Doctors advocate restricted use of digital gadgets whenever possible. In cases where this is unavoidable, use larger screens at eye level instead of cell phones and view from a distance of more than two feet. Use screen protectors such as anti-glare and anti-glare screens and adjust screen brightness to comfortable levels for viewing.

Do not sit directly in front

an air conditioner/chiller

or fan

Do not sit in front of an air conditioner or air cooler or fan to avoid drying out your eyes. Taking these steps can reduce dry eye symptoms. In an extreme situation, lubricating eye drops may be necessary.

Sit in a well-lit and ventilated room

Room lighting is also a crucial element. The study room for students should be pleasant, free from distractions and well lit with adequate ventilation. Excessive amounts of ambient light will cause unnecessary eye strain and damage the eyes.
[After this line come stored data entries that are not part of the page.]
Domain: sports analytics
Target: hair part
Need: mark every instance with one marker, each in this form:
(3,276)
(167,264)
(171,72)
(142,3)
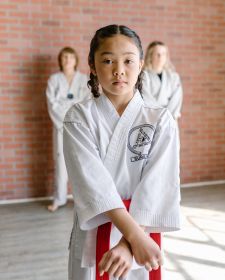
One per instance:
(108,32)
(70,51)
(149,53)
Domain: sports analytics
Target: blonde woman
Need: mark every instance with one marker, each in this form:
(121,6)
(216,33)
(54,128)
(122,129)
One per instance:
(66,87)
(161,82)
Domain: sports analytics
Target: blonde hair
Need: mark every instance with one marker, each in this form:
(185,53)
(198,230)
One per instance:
(149,53)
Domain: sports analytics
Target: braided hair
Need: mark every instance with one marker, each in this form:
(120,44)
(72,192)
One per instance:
(107,32)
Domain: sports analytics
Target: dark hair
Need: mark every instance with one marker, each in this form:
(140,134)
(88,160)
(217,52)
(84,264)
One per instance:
(67,50)
(107,32)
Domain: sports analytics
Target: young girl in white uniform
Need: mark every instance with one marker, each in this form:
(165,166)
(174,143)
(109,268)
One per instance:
(120,150)
(65,88)
(161,82)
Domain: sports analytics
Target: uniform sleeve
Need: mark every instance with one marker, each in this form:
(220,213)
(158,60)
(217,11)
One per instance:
(86,93)
(175,102)
(146,90)
(94,191)
(156,200)
(56,109)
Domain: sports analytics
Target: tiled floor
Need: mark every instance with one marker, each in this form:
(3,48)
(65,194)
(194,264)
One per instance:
(33,242)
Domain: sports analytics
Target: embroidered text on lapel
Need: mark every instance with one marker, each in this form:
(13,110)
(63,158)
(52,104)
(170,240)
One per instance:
(139,141)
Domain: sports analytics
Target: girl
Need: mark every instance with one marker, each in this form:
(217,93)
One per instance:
(161,80)
(64,89)
(118,152)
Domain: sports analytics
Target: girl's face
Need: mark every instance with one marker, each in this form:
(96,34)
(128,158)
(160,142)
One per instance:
(68,61)
(117,65)
(159,57)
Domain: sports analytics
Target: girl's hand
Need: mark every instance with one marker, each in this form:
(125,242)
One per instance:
(146,252)
(117,261)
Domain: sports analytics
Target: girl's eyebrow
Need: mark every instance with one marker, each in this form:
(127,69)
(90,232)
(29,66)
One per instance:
(107,53)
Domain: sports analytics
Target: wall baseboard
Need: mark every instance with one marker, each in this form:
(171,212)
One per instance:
(31,199)
(70,197)
(202,184)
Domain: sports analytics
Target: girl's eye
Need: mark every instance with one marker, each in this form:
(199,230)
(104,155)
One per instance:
(128,61)
(107,61)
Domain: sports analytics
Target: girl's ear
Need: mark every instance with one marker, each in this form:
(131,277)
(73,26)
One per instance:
(141,65)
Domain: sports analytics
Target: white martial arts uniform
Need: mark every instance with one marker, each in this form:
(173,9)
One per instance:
(110,158)
(167,92)
(58,104)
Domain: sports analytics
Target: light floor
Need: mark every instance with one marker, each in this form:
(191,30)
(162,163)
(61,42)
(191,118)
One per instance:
(33,242)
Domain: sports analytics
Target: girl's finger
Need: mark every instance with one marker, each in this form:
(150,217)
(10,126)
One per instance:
(102,264)
(120,271)
(125,273)
(154,264)
(113,268)
(148,267)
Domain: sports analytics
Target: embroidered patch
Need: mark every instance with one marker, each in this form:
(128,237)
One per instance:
(139,141)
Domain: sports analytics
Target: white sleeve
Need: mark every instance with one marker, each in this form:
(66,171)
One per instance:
(56,109)
(146,90)
(175,102)
(94,191)
(156,200)
(86,93)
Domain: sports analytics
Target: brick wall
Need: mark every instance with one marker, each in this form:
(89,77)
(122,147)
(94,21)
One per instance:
(31,34)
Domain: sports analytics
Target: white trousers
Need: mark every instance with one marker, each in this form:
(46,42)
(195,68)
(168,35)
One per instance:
(60,175)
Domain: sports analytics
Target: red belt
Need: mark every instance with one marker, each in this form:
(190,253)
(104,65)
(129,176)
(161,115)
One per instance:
(103,245)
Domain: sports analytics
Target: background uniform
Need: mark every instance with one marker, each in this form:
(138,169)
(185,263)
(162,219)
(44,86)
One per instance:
(60,97)
(165,89)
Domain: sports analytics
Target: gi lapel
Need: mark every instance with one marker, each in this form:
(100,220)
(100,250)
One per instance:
(123,125)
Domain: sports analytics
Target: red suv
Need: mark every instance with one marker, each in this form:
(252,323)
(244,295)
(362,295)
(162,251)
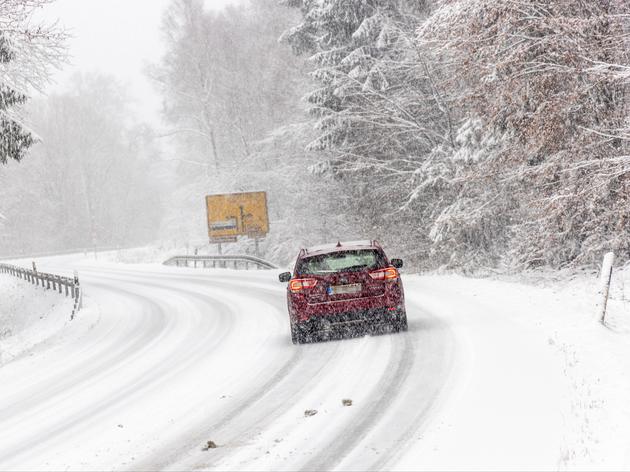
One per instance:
(344,285)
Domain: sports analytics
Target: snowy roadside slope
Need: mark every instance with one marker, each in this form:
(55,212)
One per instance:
(491,376)
(29,315)
(545,385)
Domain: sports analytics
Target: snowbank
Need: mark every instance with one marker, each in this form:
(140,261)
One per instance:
(543,384)
(28,316)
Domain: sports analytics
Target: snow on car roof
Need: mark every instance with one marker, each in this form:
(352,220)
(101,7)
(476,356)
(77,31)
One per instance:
(344,245)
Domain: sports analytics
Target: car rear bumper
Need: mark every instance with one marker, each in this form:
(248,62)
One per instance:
(349,319)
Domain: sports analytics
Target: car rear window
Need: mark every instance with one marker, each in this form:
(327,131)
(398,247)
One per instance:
(342,261)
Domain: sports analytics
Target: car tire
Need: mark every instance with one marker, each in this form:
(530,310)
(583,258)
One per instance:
(298,334)
(401,323)
(296,337)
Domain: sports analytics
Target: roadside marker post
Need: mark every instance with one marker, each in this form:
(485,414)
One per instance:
(604,286)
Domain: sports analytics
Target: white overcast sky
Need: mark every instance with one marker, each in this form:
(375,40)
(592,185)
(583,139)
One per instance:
(117,37)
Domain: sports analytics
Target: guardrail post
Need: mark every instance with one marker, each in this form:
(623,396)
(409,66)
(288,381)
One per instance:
(604,286)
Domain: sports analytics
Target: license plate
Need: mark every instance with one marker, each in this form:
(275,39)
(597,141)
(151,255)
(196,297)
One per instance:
(343,289)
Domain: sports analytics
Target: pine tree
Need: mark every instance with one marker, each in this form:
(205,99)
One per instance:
(14,139)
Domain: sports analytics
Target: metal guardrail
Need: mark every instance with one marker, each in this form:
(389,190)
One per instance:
(70,286)
(220,261)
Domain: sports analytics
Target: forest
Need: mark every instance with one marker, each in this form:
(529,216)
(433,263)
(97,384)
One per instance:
(464,135)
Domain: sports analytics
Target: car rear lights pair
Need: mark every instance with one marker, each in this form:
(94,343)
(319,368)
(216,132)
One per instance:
(385,274)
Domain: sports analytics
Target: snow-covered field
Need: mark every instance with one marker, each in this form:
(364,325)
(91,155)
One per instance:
(491,375)
(29,315)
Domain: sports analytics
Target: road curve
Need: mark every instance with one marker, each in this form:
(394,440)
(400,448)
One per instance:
(163,360)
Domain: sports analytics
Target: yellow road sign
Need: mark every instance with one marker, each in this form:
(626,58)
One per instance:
(236,214)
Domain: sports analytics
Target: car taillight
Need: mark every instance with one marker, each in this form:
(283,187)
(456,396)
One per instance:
(297,285)
(385,274)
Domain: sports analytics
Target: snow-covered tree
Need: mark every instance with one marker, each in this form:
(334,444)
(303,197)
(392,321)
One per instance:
(27,51)
(531,74)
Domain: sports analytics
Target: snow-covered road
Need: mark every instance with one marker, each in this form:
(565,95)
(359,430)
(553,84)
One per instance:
(490,376)
(164,360)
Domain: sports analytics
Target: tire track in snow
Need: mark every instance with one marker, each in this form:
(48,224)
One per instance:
(48,397)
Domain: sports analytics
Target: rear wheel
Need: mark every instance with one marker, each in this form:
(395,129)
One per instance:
(298,334)
(295,334)
(401,323)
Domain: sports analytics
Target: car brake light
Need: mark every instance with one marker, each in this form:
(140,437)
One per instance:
(297,285)
(385,274)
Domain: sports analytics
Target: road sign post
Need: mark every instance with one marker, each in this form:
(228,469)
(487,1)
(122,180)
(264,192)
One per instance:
(237,214)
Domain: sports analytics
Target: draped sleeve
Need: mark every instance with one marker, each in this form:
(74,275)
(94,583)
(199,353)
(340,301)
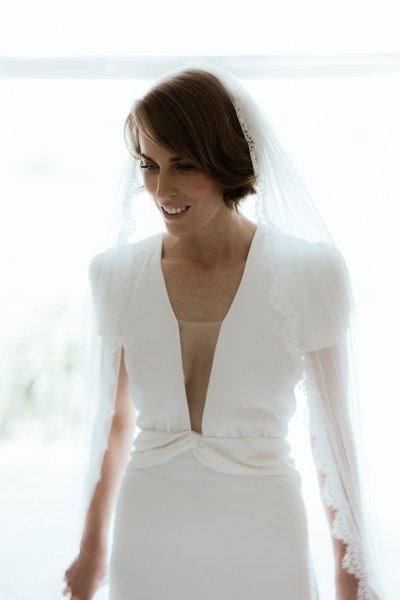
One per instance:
(109,276)
(312,292)
(326,338)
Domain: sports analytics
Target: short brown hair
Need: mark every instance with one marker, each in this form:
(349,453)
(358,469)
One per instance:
(192,115)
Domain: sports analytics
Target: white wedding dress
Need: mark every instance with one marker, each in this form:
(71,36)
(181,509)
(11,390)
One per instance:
(217,515)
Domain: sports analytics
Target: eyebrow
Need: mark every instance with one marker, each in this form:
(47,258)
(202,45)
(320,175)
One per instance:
(173,159)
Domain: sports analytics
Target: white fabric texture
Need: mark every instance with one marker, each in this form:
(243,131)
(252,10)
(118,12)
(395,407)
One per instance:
(306,292)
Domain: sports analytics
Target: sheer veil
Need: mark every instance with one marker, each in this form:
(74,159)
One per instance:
(311,290)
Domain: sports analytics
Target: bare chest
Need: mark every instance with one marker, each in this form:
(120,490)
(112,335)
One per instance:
(201,294)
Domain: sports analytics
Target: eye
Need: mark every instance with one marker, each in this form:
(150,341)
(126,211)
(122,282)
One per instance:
(148,167)
(187,167)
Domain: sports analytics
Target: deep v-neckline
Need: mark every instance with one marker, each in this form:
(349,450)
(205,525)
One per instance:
(223,324)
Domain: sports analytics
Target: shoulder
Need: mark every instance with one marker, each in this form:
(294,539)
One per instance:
(317,286)
(316,262)
(120,259)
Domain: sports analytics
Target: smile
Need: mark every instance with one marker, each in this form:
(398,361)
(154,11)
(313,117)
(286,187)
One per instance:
(174,210)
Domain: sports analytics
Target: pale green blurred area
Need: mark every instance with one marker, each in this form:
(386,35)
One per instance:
(61,152)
Lighting that is too bright causes glare, and lighting that is too dim requires more effort – exposure to natural daylight and ambient lighting (avoiding shadows) is recommended.

At least one hour of physical activity

Students should be encouraged to engage in at least one hour of physical activity or free time each day for their general well-being and relaxation.

Follow a healthy sleep pattern

Studying at night and using electronic gadgets lead to altered blood levels of melatonin, which is responsible for the circadian rhythm. Any deviation from the circadian rhythm leads to irregular sleep patterns and behavioral issues such as anxiety and stress. Students should be encouraged to sleep at least 6-8 hours a day.

Stay hydrated

On top of all that, the scorching summer leads to dehydration, restlessness, and even migraines. Above all, maintaining hydration and consuming a healthy diet are very critical.